Don't panic, but don't fool around with this either. The chronic forms are quite uncommon but in nearly every case it became chronic because the warning signs were dismissed. Lyme Disease is often mis diagnosed because the indicators (red bullseye) don't occur consistently and the symptoms are so varied. An added problem is that the blood test is unreliable during the early stages when you really want certainty.

I don't advocate taking antibiotics lightly, but you have enough symptoms going that it is a reasonable precaution. Doxycyline is the most common one prescribed for this.

My only qualification here is that I fought off this sickness two years ago and it involved about 2 months of frustration with about 2 weeks of grave concern about what was happening with my health.
posted by dgran at 12:15 PM on June 1, 2012

I also live in DoubleLune's area and am outdoors a lot. A large proportion of the people I know have had Lyme, often repeatedly. Few have had lasting effects.

I think you should demand a test but it could be any number of things or just a cold you had so I don't know that I'd go demanding antibiotics if the doctor doesn't recommend them. The early tests were pretty fuzzy but I've heard they have improved. Even being very familiar with it, the couple times I thought I might have it turned out to be something else (mono, lack of sleep, some flu thing).

I'm not sure if this is still the case but I know years ago when I was having a horse tested, the tests were unreliable simply because everything in this area had been exposed so the leftover antibodies would sometimes register and sometimes not.
posted by sepviva at 7:13 PM on June 1, 2012

I have an immediate family member who falls prey to the worst quacks imaginable.
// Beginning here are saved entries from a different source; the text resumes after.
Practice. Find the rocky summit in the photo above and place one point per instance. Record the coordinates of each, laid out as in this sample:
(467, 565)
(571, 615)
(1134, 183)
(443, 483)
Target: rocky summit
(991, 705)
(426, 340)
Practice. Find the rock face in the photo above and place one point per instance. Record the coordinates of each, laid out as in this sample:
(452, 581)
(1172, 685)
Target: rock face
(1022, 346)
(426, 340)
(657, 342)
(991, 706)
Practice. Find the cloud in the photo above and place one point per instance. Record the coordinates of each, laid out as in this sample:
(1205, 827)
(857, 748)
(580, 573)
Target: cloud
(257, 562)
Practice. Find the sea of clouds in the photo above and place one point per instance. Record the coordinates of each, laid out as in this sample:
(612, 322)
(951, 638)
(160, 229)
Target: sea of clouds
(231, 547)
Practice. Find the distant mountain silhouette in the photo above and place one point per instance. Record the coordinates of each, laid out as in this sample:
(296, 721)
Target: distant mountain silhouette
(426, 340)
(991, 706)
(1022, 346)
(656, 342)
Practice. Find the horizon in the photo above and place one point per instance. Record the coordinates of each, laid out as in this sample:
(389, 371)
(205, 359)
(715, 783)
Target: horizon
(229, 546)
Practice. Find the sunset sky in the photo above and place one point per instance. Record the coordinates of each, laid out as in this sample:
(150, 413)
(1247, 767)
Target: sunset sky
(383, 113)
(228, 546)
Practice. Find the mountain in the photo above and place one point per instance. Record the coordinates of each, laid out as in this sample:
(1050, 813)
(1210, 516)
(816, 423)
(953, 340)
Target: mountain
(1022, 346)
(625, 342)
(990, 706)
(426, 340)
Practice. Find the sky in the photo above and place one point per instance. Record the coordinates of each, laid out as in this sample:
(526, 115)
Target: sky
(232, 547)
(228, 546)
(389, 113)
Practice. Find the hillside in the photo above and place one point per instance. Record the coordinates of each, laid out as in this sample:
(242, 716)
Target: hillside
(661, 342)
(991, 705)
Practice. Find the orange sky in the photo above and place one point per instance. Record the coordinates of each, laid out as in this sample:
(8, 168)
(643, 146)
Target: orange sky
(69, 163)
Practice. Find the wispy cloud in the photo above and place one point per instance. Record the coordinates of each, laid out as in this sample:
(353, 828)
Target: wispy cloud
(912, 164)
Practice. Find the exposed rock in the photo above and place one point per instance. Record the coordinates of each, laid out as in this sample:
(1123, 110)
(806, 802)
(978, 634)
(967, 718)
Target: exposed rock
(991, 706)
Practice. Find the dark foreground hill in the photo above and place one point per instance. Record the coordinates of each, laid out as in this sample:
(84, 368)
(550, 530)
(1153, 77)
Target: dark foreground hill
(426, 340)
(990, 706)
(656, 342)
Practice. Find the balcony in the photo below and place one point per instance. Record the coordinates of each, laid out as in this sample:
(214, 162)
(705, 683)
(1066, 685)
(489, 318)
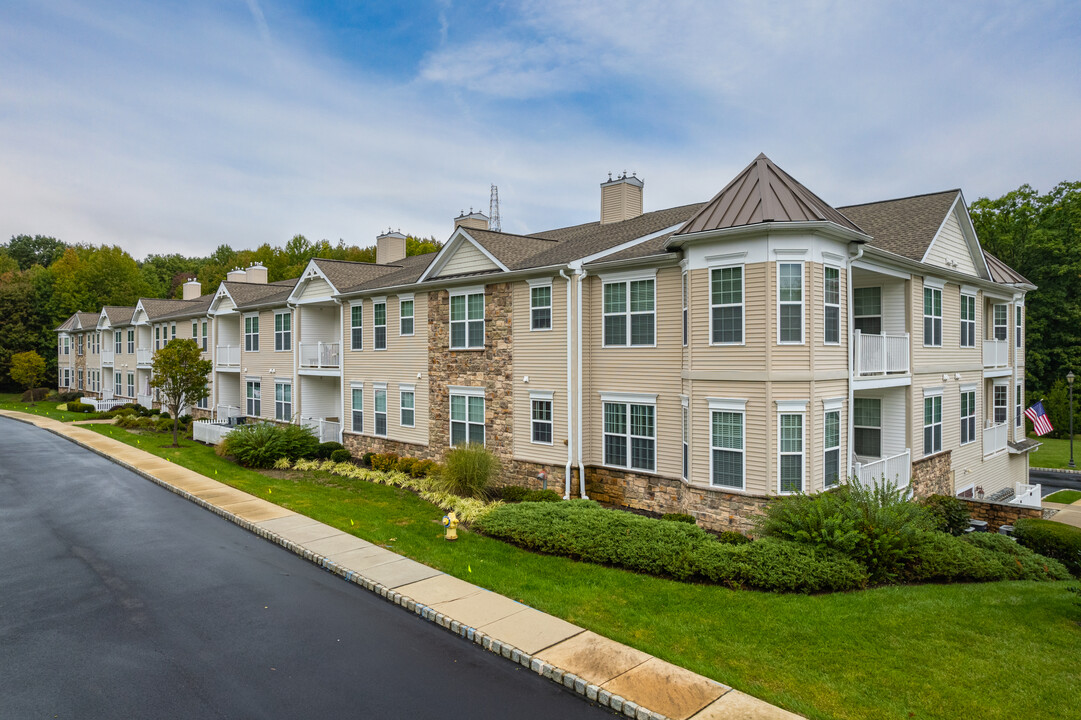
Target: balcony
(995, 438)
(227, 356)
(880, 355)
(996, 354)
(895, 468)
(320, 355)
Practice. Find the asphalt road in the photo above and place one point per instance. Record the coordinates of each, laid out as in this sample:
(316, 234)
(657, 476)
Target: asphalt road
(119, 599)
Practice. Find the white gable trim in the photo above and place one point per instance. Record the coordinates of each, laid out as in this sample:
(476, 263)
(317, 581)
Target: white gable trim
(452, 245)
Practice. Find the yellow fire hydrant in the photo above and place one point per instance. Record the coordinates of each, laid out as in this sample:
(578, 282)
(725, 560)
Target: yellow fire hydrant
(451, 523)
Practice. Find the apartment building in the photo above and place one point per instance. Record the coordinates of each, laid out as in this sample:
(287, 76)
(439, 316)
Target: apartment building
(701, 359)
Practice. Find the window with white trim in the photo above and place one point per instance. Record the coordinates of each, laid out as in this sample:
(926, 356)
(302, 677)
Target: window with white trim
(358, 409)
(252, 391)
(932, 424)
(406, 401)
(790, 303)
(968, 416)
(790, 452)
(283, 331)
(405, 317)
(932, 317)
(541, 420)
(726, 449)
(357, 327)
(467, 321)
(725, 305)
(379, 324)
(831, 442)
(831, 300)
(629, 312)
(630, 436)
(252, 333)
(381, 411)
(467, 417)
(283, 401)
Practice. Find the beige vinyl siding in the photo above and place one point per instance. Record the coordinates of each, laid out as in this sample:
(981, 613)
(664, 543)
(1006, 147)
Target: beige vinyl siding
(400, 363)
(467, 258)
(624, 370)
(542, 356)
(949, 245)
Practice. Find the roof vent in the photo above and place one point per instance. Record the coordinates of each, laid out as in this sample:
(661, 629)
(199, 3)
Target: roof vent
(621, 198)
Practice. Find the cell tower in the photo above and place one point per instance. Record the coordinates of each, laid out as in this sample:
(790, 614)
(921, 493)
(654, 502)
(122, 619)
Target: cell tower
(493, 210)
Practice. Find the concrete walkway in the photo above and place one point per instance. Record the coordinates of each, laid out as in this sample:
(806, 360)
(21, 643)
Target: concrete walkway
(613, 675)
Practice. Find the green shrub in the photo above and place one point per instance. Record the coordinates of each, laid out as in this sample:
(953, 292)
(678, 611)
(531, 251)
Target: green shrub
(679, 517)
(1053, 540)
(262, 444)
(468, 469)
(949, 515)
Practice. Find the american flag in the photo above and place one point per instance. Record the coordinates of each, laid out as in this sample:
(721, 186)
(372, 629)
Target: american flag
(1039, 417)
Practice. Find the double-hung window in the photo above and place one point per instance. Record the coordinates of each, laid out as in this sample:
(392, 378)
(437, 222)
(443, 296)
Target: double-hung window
(252, 333)
(968, 415)
(725, 305)
(790, 303)
(932, 317)
(358, 408)
(968, 320)
(467, 415)
(406, 402)
(283, 401)
(381, 409)
(541, 430)
(282, 331)
(467, 320)
(379, 323)
(357, 327)
(932, 424)
(726, 442)
(790, 449)
(831, 298)
(630, 435)
(629, 312)
(541, 307)
(252, 396)
(405, 316)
Sadly, her latest thing is "chronic lyme syndrome." She's found a physician calling himself a "lyme literate doctor" who charges her thousands for long-term IV antibiotics and supplements. Such LLDs, as they call themselves, have formed their own lobby/interest groups/professional associations to further their agenda.

Which means there's a contingent of people in healthcare--from nutritionists to chiropractors to physicians--who are making money off people by peddling the notion that chronic lyme syndrome (aka the persistent presence of the bacterial parasite in the body) is common and that mainstream docs are either too ignorant to diagnose it or are in some sort of conspiracy to deny it.

IANAD but from what I understand, lyme is not really a medical mystery. Blood tests can reveal it. Yes, some tests are more sensitive than others. And if you have it, up to 4 weeks of antibiotics are the recommended treatment.

HOWEVER, some labs are more given to providing positive results than other labs. And you'll find that "lyme literate doctors" use that/those lab(s) almost exclusively, because the LLDs are in the business of treating lyme (for cash mostly, mind you, since most insurance won't cover their unorthodox treatments), so they're very interested in saying you're positive for lyme disease. And of course, the longer they can charge you cash, the more revenue they bring in.

I tell you all this to caution you that internet research on this topic may lead you very, very astray as you try to figure out what's ailing you. There's a ton of absolute quackery about lyme on the internet; sadly, I've seen too much of it. There are "professional associations" comprising member doctors with this questionable agenda. They publish. And you may have already found some of their "research."

Sorry for all the scare quotes, btw. This is obviously a touchy subject for me personally, but it's also a controversial topic in medicine, since many physicians are upset that some of their own--scientists, by training--are engaging in unscientific and possibly unsafe practices.